Tate and his brother were arrested at the end of 2022 and held in Romanian jail through the end of March. For months, their repeated pleas to be released were ignored. While in jail, Tate continued to make frequent social media posts, where he bemoaned that “cockroaches, lice, and bed bugs are my only friends at night.” He repeatedly claimed that the charges against him were part of a Matrix-based conspiracy—despite how his own website and social media posts boasted about the criminal behaviors for which he was jailed. Since March 31, the brothers, who are dual U.S.-British citizens, have remained under house arrest in Romania.
While Tate was incarcerated, multiple reports came to light detailing allegations of rape and violence in addition to the charges Romanian authorities have brought forth. In 2015, Tate was reportedly investigated by police in the U.K. after being accused of rape by three women and assault by another. Earlier this month, Tate received a legal letter from four women accusing him of sexual assault and physical violence, warning Tate of imminent legal action in London’s High Court.
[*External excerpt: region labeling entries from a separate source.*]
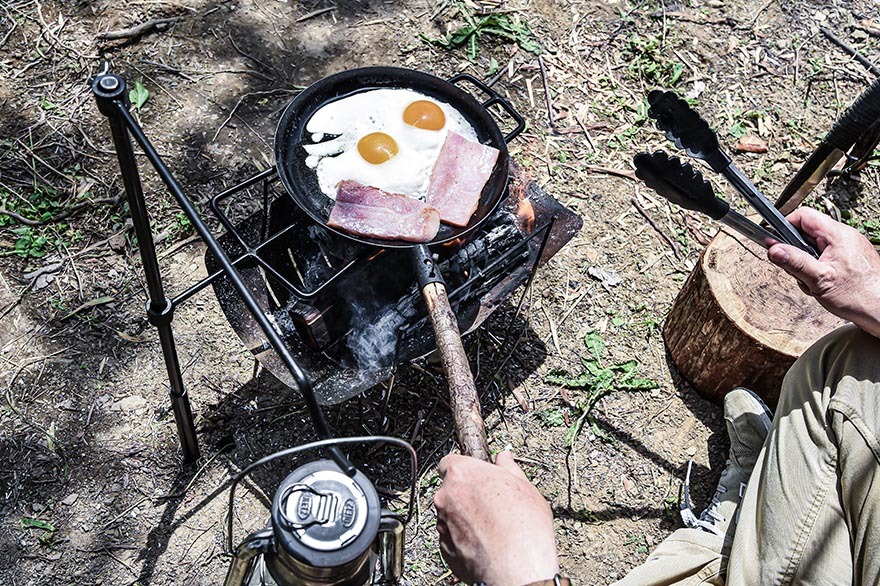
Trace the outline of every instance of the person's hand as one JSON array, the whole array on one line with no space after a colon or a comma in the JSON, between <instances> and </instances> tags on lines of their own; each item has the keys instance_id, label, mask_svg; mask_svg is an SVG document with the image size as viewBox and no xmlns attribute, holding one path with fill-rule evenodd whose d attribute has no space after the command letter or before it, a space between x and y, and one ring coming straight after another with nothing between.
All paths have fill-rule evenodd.
<instances>
[{"instance_id":1,"label":"person's hand","mask_svg":"<svg viewBox=\"0 0 880 586\"><path fill-rule=\"evenodd\" d=\"M559 572L553 513L513 454L494 464L449 454L439 470L440 551L459 580L523 586Z\"/></svg>"},{"instance_id":2,"label":"person's hand","mask_svg":"<svg viewBox=\"0 0 880 586\"><path fill-rule=\"evenodd\" d=\"M880 337L880 255L868 239L811 208L798 208L788 220L816 243L819 259L777 243L767 251L770 261L822 307Z\"/></svg>"}]
</instances>

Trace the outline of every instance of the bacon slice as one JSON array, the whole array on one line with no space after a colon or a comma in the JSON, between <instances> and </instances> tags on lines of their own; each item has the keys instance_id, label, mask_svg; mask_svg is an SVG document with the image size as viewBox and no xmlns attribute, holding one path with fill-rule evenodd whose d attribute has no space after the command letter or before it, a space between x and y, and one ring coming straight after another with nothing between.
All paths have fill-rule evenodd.
<instances>
[{"instance_id":1,"label":"bacon slice","mask_svg":"<svg viewBox=\"0 0 880 586\"><path fill-rule=\"evenodd\" d=\"M440 229L440 212L405 195L340 181L327 224L356 236L429 242Z\"/></svg>"},{"instance_id":2,"label":"bacon slice","mask_svg":"<svg viewBox=\"0 0 880 586\"><path fill-rule=\"evenodd\" d=\"M450 132L440 149L431 182L428 205L440 210L440 220L453 226L467 226L480 203L480 194L495 161L498 149L471 142Z\"/></svg>"}]
</instances>

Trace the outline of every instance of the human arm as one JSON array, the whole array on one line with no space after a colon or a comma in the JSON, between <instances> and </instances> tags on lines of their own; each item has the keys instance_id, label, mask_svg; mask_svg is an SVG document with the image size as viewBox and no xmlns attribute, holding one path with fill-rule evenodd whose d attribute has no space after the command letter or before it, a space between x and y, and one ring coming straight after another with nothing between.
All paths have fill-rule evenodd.
<instances>
[{"instance_id":1,"label":"human arm","mask_svg":"<svg viewBox=\"0 0 880 586\"><path fill-rule=\"evenodd\" d=\"M440 551L459 580L523 586L559 572L553 513L513 454L494 464L449 454L439 471Z\"/></svg>"},{"instance_id":2,"label":"human arm","mask_svg":"<svg viewBox=\"0 0 880 586\"><path fill-rule=\"evenodd\" d=\"M880 337L880 255L857 230L810 208L788 220L811 238L819 259L787 244L774 244L767 257L795 277L801 289L834 315Z\"/></svg>"}]
</instances>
“While this experience has been extremely traumatic for us, we have taken strength in the fact that we have decided to take a stand, and are not alone,” one of the unnamed plaintiffs said in a statement. “We hope that bringing this claim will encourage other people to speak out against their abusers, no matter how powerful they are.”
The spokesperson for the Tate brothers told NBC that they deny all of the allegations brought against them by Romanian prosecutors and regard their impending trial as an opportunity to “demonstrate their innocence and vindicate their reputation.” No date has been set for the trial yet—but despite (or perhaps because of) all of this, the brothers maintain their mega-influence among men—especially young men and boys—around the world. And given their unapologetic embrace of overt, violent misogyny, the inevitable spectacle that their trial will produce is concerning.